Я засмеялся — внутри меня бушевали немыслимые противоречия. Несомненно, я, человек с Земли, хорошо знаю, как следует жить. Меня научили этому, и если, существуя по принципу самоотречения, я стал несчастлив и жалок, какое это имеет значение в общем устройстве мира? Что я понимал о самом себе? Откуда во мне это чувство собственной значимости? Разве лев или мужчина важнее насекомого или цветка? И если растений больше, чем львов, не правильнее ли сделаться цветами? Львам будет непросто притворяться растениями, но пусть они стараются получше. А самое главное — пусть цветы даже не догадываются, что среди них прячется лев. Это может их расстроить, и тогда поникнут их нежные лепестки.
Прогонять горианские мысли из своей головы с каждым разом оказывалось все труднее. Когда я рассмеялся, девушка перестала есть и задрожала. Но через какое-то время она успокоилась и продолжила трапезу.
— Вот! — сказал я, раскрошив в ее миску остаток хлеба и перемешав его с овощами и мясом.
— Спасибо, господин, — поблагодарила Лола, снова опустила голову и продолжила есть.
Я улыбнулся. Красивая рабыня, закованная в наручники, сильно проголодалась.
Я смеялся от души. Мне казалось абсурдным, что я, пусть на мгновение, позволил себе неподобающие мысли. Разве я не землянин, способный покорить самого себя?
А зачем мне следует покорять себя? Огорченный и смущенный, я запретил себе думать об этом.
«Но кто же действительно сильнее? — спросил я себя. — Тот, кто продолжает пускать себе кровь, дабы угодить другим, или тот, кто отказывается делать это?»
Чтобы отогнать эту мысль, мне пришлось помотать головой.
Девушка подняла взгляд. Миска была пуста. Я поставил ее на маленькую полку.
— Спасибо за пищу, господин, — проговорила рабыня. Я нежно вытер ей рот прядью ее же волос. К моему удивлению, Лола осторожно взяла мою руку зубами, лизнула и поцеловала ее. Затем она откинула голову.
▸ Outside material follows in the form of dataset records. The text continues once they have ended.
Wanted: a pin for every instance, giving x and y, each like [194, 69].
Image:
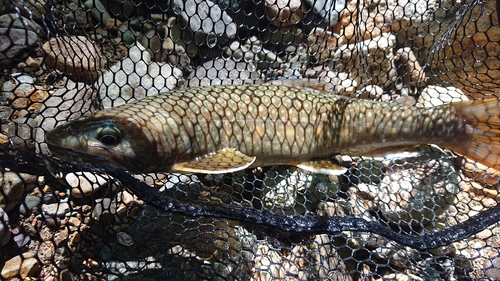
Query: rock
[207, 18]
[29, 268]
[30, 202]
[328, 9]
[19, 86]
[283, 13]
[64, 104]
[12, 267]
[286, 190]
[322, 44]
[224, 72]
[492, 268]
[56, 209]
[84, 184]
[370, 61]
[364, 20]
[16, 35]
[136, 77]
[4, 228]
[13, 187]
[124, 239]
[434, 95]
[76, 16]
[21, 132]
[98, 11]
[417, 192]
[409, 68]
[46, 252]
[76, 56]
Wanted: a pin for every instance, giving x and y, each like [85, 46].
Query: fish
[223, 129]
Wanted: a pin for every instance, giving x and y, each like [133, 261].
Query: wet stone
[84, 184]
[30, 202]
[16, 35]
[11, 267]
[76, 56]
[14, 186]
[4, 228]
[56, 209]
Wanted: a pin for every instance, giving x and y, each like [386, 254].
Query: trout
[221, 129]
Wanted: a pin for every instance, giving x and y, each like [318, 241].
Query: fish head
[102, 140]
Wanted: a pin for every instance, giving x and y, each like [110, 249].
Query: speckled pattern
[276, 124]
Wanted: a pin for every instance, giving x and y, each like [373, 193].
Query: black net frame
[427, 216]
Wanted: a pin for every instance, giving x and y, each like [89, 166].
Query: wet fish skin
[227, 128]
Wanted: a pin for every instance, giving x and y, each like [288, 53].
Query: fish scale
[223, 129]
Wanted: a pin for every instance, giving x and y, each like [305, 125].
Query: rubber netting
[425, 215]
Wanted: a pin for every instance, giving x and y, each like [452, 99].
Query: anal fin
[227, 160]
[322, 166]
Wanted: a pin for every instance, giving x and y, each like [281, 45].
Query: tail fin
[482, 138]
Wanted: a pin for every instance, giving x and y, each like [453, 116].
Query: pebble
[492, 268]
[417, 193]
[328, 9]
[69, 102]
[136, 77]
[56, 209]
[29, 268]
[84, 184]
[5, 230]
[30, 203]
[13, 187]
[434, 95]
[207, 17]
[12, 267]
[46, 252]
[124, 238]
[283, 13]
[20, 267]
[370, 61]
[76, 56]
[20, 86]
[224, 72]
[410, 70]
[16, 35]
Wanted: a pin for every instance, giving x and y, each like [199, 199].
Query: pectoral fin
[322, 166]
[227, 160]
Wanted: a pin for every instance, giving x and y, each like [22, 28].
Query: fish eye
[109, 136]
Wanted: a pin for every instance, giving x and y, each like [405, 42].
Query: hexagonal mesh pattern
[428, 213]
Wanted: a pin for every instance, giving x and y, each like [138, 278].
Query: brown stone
[21, 103]
[283, 13]
[29, 268]
[39, 96]
[76, 56]
[469, 59]
[11, 267]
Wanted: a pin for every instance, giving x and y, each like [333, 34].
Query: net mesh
[430, 215]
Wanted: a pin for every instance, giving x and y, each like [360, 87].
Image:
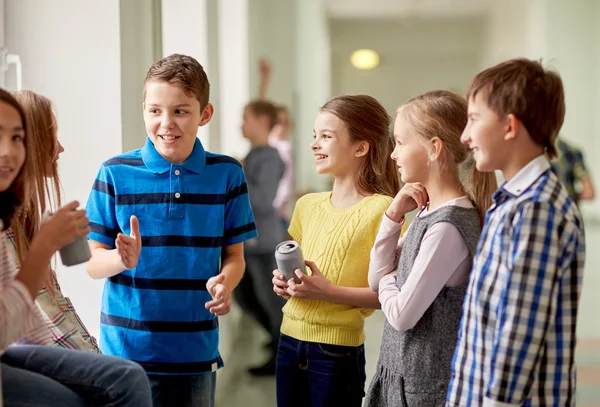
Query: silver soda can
[288, 256]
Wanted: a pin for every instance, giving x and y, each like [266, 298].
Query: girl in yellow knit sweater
[320, 360]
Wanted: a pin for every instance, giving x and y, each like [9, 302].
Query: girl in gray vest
[422, 277]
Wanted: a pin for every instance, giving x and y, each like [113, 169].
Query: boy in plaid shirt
[516, 344]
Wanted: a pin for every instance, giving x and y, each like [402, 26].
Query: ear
[206, 114]
[511, 127]
[362, 149]
[437, 148]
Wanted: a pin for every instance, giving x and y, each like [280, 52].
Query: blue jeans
[183, 390]
[47, 376]
[319, 375]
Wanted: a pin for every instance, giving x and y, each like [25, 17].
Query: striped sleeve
[101, 209]
[239, 220]
[528, 302]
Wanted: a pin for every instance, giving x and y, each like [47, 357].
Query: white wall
[70, 51]
[415, 57]
[565, 34]
[234, 83]
[184, 32]
[140, 47]
[313, 86]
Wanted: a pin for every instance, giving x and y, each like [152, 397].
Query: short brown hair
[533, 94]
[183, 71]
[263, 107]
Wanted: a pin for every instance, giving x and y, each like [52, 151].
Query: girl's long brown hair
[443, 114]
[14, 197]
[44, 191]
[367, 120]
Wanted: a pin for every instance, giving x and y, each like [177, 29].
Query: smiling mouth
[168, 137]
[4, 171]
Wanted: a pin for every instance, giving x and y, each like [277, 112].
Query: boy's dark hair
[262, 107]
[13, 197]
[533, 94]
[182, 71]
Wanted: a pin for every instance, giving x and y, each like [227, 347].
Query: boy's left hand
[221, 302]
[313, 287]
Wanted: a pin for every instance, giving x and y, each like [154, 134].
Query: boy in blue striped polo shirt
[168, 224]
[516, 342]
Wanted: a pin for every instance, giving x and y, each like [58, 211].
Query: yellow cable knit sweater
[339, 241]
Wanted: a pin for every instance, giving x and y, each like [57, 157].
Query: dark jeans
[255, 294]
[47, 376]
[183, 390]
[319, 375]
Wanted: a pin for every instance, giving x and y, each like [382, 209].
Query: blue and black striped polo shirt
[155, 313]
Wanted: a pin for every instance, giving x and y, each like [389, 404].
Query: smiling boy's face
[172, 119]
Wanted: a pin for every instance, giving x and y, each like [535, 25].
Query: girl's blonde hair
[367, 120]
[443, 114]
[42, 149]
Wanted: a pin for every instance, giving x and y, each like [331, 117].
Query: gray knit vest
[419, 359]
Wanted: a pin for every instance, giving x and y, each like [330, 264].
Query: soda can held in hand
[288, 256]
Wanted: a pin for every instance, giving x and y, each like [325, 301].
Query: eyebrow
[176, 106]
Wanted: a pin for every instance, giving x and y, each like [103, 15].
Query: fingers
[213, 281]
[221, 304]
[69, 207]
[134, 226]
[312, 266]
[418, 193]
[221, 309]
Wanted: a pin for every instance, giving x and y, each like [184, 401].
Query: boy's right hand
[130, 247]
[280, 284]
[62, 227]
[409, 198]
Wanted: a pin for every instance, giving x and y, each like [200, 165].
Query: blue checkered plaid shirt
[516, 344]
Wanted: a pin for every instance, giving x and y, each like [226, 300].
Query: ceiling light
[364, 59]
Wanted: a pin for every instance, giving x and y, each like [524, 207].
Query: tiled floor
[241, 347]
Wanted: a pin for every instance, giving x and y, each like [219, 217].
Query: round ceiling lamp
[364, 59]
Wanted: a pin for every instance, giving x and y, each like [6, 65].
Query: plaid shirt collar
[518, 184]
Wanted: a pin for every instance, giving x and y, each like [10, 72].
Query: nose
[167, 121]
[464, 138]
[8, 148]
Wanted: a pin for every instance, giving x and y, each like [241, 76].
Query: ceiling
[378, 9]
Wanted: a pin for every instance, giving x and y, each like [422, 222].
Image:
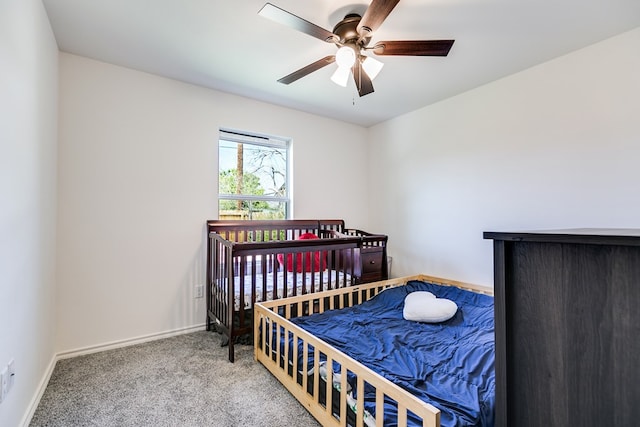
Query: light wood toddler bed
[300, 359]
[251, 261]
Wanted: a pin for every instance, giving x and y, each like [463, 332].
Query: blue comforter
[449, 365]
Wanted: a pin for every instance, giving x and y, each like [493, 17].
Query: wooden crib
[253, 261]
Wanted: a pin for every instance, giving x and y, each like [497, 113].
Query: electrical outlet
[12, 375]
[199, 291]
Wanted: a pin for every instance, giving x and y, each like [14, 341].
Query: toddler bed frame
[321, 390]
[250, 261]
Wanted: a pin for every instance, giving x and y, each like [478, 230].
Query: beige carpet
[180, 381]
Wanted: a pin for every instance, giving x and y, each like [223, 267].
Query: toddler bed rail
[251, 261]
[287, 350]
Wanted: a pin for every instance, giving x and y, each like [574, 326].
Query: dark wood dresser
[567, 307]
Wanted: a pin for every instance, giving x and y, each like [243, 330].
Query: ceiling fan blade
[283, 17]
[314, 66]
[375, 15]
[414, 47]
[363, 82]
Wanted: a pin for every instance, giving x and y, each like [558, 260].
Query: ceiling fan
[352, 35]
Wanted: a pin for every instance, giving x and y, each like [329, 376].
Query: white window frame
[251, 138]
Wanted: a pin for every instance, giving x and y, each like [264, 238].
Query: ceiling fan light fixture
[372, 67]
[341, 76]
[345, 57]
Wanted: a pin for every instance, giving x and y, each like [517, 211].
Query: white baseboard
[129, 341]
[26, 420]
[33, 405]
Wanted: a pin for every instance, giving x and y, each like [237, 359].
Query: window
[253, 176]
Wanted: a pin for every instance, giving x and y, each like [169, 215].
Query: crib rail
[233, 268]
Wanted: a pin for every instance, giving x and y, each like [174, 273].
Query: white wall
[138, 180]
[28, 117]
[554, 146]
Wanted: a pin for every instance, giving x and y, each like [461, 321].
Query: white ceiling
[226, 45]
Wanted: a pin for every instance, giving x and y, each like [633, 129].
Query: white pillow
[422, 306]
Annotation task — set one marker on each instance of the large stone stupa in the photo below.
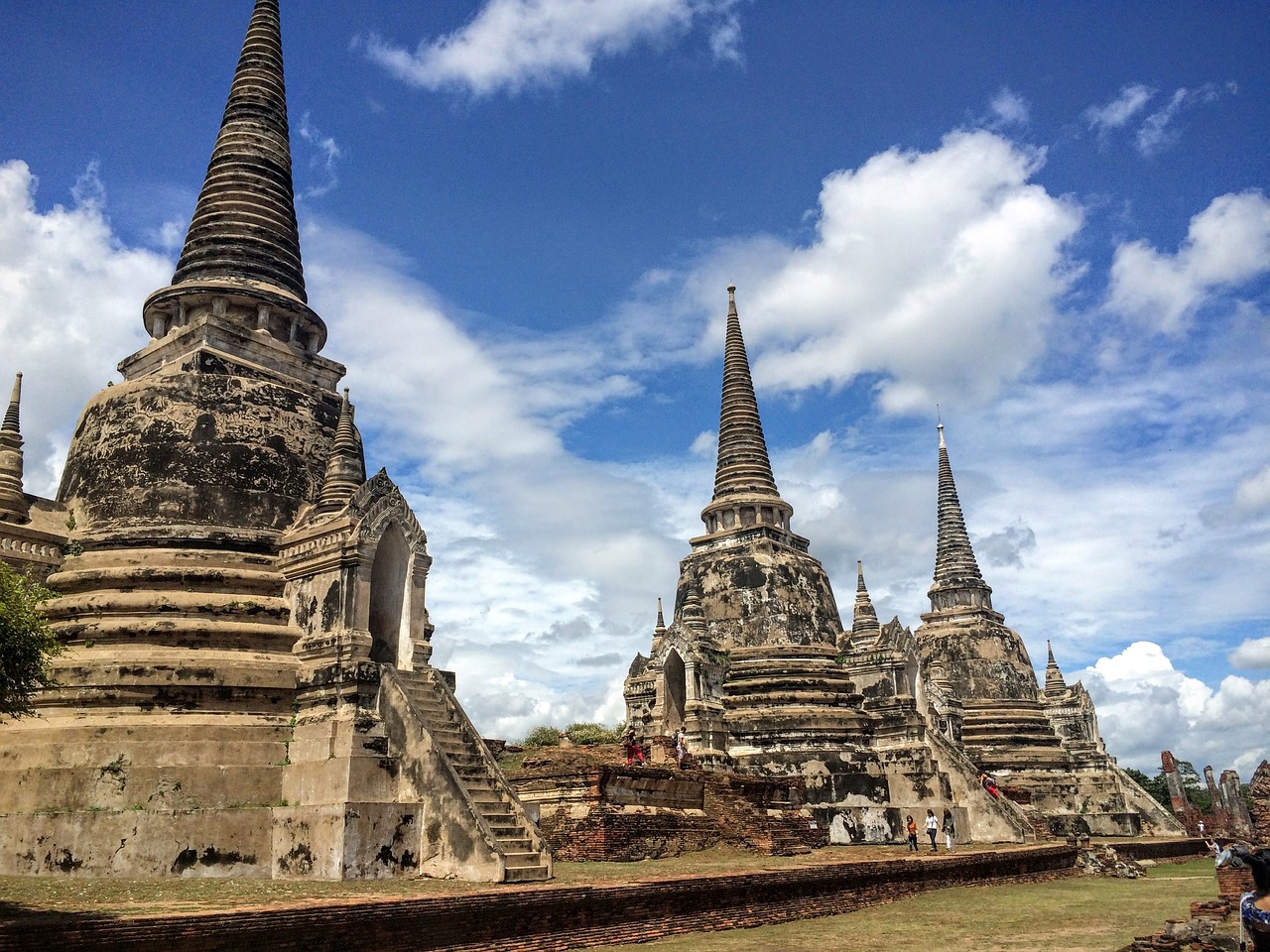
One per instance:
(246, 685)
— Ты ведь не собираешься бить меня, правда, господин?
— Помолчи, — приказал я.
— Слушаюсь, господин.
Я взглянул на Лолу и с трудом заставил себя вспомнить, что она, несмотря на ошейник, все-таки личность. Я увидел между ее грудей маленький ключ на проволоке. Без сомнения, это ключ от наручников. Мне следует освободить ее. И все-таки, должен признаться, разглядывая ее, я испытывал наслаждение, поскольку знал, что она в моей власти.
Я понимал, конечно, что не могу позволить себе воспользоваться своей властью, несмотря на то что она женщина и рабыня, а я — мужчина и ее господин. Это господство предопределено природой, но мне, землянину, надлежит игнорировать его. Современные общественные взгляды моей планеты отрицают преимущества и привилегии сильного пола. Еще совсем недавно мужчинам даже не дозволялось вспоминать, что они — животные. Теперь, после символического разрешения признавать свое животное начало, им отказано в праве определять, животными какого пола они являются. Мне стало любопытно, возможны ли вообще принципы общественного поведения, которые не искажали бы истинного положения вещей. Могли бы такие принципы когда-нибудь возникнуть в горниле истории?